Important Studios presents...

Important Essays that no one asked for.


Halo subjects, today I'm going to try and offset my not-feeling-so-greatness by typing in some random stuff. Enjoy if you want, this is mainly for my sanity :D

I usually make stories because I've made up a random story in my head, obsessing over it for some time and then going on to the next thing. I've been trying to stick to plans, like making a Minecraft OC and building a story on what I had created when I was younger, playing the game on a creative flat world.

But wait, I had created so many different MCOC's that it was jumbled up; whatever storyline I felt like going with that day was that. I had so many to choose from. The Blackstone Crew you hear now in reference to Herobrine's Blade (or maybe you don't, my stories haven't been popular for a long time) were once called the Comedy Club. They were much more dysfunctional and mean, menaces to society. They didn't ultimately try to turn over a new leaf; the leaf was dark green and it was going to stay that way. It was the darkest of leaves, the most off-putting leaf you'd ever see. If you were to spot this leaf in the pile, the leaf would be so scarily enigmatic that you wouldn't even want it in your yard anymo—

If you didn't read all that, I was ranting about my OCs, and it turned into a conversation about leaves.

You all may know me for my usual upbeat personality, my chaotic but super friendly energy, the HP nerd who takes the chance to talk about the franchise when she sees it, etc. And I am that. Most of the time.

 You may think I'm an extrovert based on the way I talk to you guys. I'm not. I'm just the opposite. I've had to withdraw myself from this site a lot because I can't even talk to my closest friends on here. They went extremely semi-active. And I do not know how to deal with it.

Dino comes on for two seconds and I feel so happy when I think I can get to talk to them, coming to find out that I try commenting on their answers or posts and I'm lucky to get a hi back. I may be selfish. I'm vey selfish at times.

And I probably am the most selfish person in the world when it comes to that. Because I need to accept that they have a hard life, constantly having to deal with problems at home and at school. Even at the store.

I also need to accept that Esie wants to follow her dad's wishes and be on here close to no time. I have to accept that Writingnerd may never come back after vanishing with a snap of a finger. I have to accept that I have no motivation to continue Herobrine's Blade, and that I wish I only had Everpane to worry about, but I can't do that to MCN.

I have to accept that the only people who actually care about my stuff are in an amount of 3... And I'm truly grateful for them. But I remember when Esie used to comment on my things, telling me how good I was as description. And Writingnerd made me feel so good about my skills.

And Dino always made me feel good about myself in general when it came to my stories. They all did. And now they're gone, and I feel like the heart of KT is gone...

I feel like the heart that I had for KT is gone...

The KT Doomsday hit me hard.
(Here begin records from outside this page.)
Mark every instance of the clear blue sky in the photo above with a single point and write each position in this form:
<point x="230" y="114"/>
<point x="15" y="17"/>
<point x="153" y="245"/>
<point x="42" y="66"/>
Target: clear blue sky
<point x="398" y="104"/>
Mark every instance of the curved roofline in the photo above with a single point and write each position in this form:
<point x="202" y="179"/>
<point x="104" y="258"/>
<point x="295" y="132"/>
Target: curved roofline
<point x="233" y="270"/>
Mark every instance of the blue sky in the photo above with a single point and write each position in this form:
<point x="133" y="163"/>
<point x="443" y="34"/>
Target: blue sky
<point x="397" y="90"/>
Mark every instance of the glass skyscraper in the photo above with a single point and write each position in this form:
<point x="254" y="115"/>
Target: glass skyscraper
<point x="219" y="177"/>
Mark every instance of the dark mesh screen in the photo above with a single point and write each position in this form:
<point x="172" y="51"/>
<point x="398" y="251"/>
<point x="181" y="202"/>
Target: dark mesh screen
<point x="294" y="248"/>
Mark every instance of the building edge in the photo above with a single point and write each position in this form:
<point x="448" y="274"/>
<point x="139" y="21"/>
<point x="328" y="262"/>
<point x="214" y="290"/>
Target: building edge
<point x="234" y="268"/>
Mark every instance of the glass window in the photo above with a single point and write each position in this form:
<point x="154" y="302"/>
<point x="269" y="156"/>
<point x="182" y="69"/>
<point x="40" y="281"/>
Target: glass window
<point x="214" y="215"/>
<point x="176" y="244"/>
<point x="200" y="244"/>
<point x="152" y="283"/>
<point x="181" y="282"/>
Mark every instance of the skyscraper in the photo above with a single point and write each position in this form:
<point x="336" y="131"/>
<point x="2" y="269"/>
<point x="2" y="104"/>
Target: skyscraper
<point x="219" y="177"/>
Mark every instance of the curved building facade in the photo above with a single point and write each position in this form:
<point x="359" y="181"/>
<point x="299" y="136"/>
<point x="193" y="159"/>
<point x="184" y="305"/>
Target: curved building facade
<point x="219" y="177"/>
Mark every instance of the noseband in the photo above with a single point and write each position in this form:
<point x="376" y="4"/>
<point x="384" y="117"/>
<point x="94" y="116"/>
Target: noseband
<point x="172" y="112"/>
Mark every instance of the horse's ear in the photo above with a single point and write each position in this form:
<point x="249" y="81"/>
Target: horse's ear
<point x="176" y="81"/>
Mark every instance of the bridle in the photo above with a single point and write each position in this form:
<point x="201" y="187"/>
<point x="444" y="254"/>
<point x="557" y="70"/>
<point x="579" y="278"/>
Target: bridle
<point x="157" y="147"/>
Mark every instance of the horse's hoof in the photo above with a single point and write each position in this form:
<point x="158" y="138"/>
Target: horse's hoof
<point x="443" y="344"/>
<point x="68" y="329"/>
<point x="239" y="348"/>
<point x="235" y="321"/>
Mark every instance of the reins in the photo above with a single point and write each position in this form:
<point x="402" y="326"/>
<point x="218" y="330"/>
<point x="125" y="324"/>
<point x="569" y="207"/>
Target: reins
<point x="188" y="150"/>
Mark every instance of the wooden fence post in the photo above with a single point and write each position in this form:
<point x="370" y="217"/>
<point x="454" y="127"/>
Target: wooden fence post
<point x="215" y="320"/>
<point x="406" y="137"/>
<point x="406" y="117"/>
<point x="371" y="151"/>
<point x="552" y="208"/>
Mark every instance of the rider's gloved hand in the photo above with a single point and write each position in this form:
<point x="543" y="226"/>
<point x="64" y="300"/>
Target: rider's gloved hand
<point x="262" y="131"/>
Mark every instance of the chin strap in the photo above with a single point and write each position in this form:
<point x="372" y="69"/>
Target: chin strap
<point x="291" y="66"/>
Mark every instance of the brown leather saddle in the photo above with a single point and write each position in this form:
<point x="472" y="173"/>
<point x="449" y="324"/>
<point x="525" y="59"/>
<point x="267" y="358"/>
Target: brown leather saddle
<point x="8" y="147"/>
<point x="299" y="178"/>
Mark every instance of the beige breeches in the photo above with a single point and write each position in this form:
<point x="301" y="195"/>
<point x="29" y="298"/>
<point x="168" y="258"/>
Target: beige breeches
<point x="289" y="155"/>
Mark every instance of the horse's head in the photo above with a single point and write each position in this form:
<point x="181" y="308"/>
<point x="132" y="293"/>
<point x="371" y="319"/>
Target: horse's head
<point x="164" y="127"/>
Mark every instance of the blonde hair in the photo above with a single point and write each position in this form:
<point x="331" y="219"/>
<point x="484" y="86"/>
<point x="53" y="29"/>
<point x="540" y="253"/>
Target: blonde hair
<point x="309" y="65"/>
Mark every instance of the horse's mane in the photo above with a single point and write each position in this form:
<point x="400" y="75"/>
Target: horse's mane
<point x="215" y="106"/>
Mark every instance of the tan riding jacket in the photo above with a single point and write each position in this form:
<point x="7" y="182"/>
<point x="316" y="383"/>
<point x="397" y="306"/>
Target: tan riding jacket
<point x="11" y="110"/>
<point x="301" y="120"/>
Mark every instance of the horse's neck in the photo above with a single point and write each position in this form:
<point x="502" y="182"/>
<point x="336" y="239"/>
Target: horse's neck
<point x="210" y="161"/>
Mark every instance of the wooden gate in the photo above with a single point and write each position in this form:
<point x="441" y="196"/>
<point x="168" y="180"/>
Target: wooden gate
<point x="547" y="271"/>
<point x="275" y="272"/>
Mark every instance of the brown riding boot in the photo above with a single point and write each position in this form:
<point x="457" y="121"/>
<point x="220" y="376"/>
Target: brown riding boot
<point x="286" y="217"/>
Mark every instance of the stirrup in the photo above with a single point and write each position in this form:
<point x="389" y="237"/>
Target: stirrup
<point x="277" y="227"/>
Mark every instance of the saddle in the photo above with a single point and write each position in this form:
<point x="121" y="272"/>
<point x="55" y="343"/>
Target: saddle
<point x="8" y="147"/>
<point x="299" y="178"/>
I promised myself I would never leave, but I had to sacrifice the happiness that ran away with my friends who left. I love all of you.

And I'm not leaving... But I just need you guys to know how I feel...


This wasn't supposed to be depressing. I hope you guys enjoyed your day.

I don't want to seem like I want attention... That would just add to my already-present selfishness... I love ya'll :]

nobodyimportant out—

by (488k points)

It felt very good to rant, and I think I'm good now. Please don't worry about me :)




3 Answers

0 votes
by (897k points)
Wow I never saw this until now.

The only thing I can say here is that I’m still here. And I’ll always be here, until I turn 18. (Unless something that requires me to leave against my will happens before that time)
0 votes
by (488k points)
Not sure how I made the transition from a random and unorganized essay to a depressing and uncalled for vent.

...

I shouldn't have wasted my vent on a post that was only going to get one vaguely supportive answer. And I notice that the title seems like clickbait; you would think that this is just a normal chaotic post of mine that I haven't done in ages.

It's not.

But I don't know if people know that because only one person answered.

And I'm grateful for that one person.

I truly am.
0 votes
by (130k points)

Ok, this would have made me happier if it was a chapter of everpane. That's alright, we have new friends here now.